Would readers be interested in a sequence of posts offering an intuitive explanation of my underway thesis on the application of information theory to reinforcement learning? Please also feel free to comment on the quality of my presentation.
In this first post I offer a high-level description of the Perception-Action Cycle as an intuitive explanation of reinforcement learning.
Imagine that the world is divided into two parts: one we shall call the agent and the rest - its environment. Imagine that the two interact in turns. One moment the agent receives information from its environment in the form of an observation. Then the next moment the agent sends out information to its environment in the form of an action. Then it makes another observation, then another action, and so on.
To break down the cycle, we start with the agent having a belief about the state of its environment. This is actually the technical term: the belief is the probability that the agent assigns, implicitly, to each possible state of the environment. The cycle then proceeds in 4 phases.
In the first phase, the agent makes an observation. Since the observation conveys information of the environment, the agent needs to update its belief, ideally using Bayes' theorem. The agent now has more information about the environment.
In the second phase, the agent uses this new information to update its plan. Note the crucial underlying principle that information about the environment is useful in making better plans. This gives a desired fusion between Bayesian updates and decision making.
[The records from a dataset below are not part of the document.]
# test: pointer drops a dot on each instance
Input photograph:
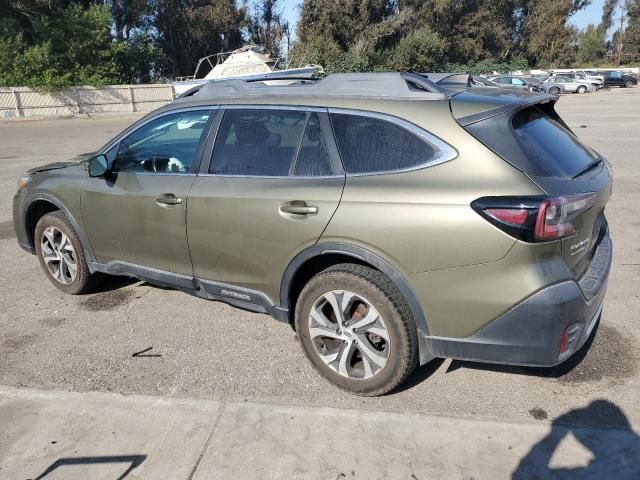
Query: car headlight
(22, 182)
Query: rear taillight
(535, 218)
(555, 215)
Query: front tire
(61, 255)
(356, 329)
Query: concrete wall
(25, 102)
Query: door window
(167, 144)
(271, 143)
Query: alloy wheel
(59, 255)
(349, 335)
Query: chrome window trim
(173, 174)
(251, 106)
(443, 151)
(278, 177)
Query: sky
(590, 14)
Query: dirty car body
(465, 225)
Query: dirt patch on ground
(538, 413)
(52, 321)
(612, 357)
(6, 230)
(107, 300)
(19, 342)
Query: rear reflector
(508, 215)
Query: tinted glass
(313, 157)
(369, 144)
(555, 150)
(258, 142)
(165, 145)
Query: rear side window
(260, 142)
(556, 151)
(272, 143)
(369, 145)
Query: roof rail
(371, 85)
(450, 79)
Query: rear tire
(61, 255)
(370, 345)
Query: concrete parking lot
(211, 351)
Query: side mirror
(98, 166)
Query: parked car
(557, 85)
(479, 81)
(515, 83)
(388, 220)
(619, 79)
(583, 78)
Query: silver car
(558, 85)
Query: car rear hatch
(526, 131)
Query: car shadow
(418, 376)
(113, 282)
(134, 461)
(615, 451)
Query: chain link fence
(26, 102)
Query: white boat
(248, 63)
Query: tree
(420, 51)
(52, 45)
(632, 32)
(592, 47)
(127, 15)
(188, 30)
(549, 40)
(266, 27)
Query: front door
(137, 215)
(271, 188)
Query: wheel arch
(41, 204)
(320, 256)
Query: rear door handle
(168, 199)
(299, 208)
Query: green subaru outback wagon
(388, 220)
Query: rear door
(269, 190)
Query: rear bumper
(531, 332)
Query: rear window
(555, 150)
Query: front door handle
(168, 199)
(298, 208)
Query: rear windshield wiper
(591, 166)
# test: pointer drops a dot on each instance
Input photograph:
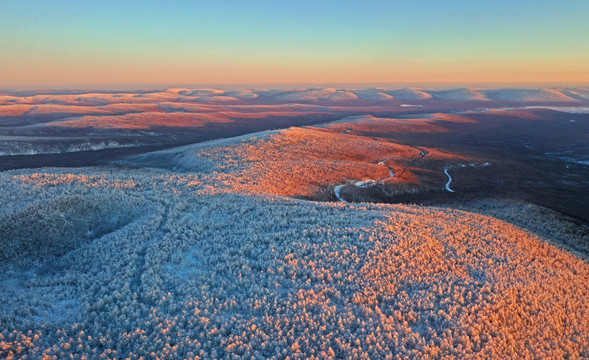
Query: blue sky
(59, 43)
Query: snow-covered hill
(186, 254)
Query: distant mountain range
(313, 95)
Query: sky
(170, 43)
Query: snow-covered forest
(196, 253)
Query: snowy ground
(162, 262)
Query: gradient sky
(186, 43)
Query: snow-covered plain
(188, 255)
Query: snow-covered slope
(147, 264)
(123, 262)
In the third phase, the agent executes a step of its plan - a single action. This changes the environment. Some of the things that the agent knew about the previous state of the environment may no longer be true, and the agent is back to having less information.
In the fourth phase, the agent makes a prediction about future observations. The importance of making a prediction before a scientific experiment is well understood by philosophers of science. But the importance of constantly making predictions of all of our sensory inputs as a functional part of our cognition, is only now dawning on neuroscientists and machine learning researchers.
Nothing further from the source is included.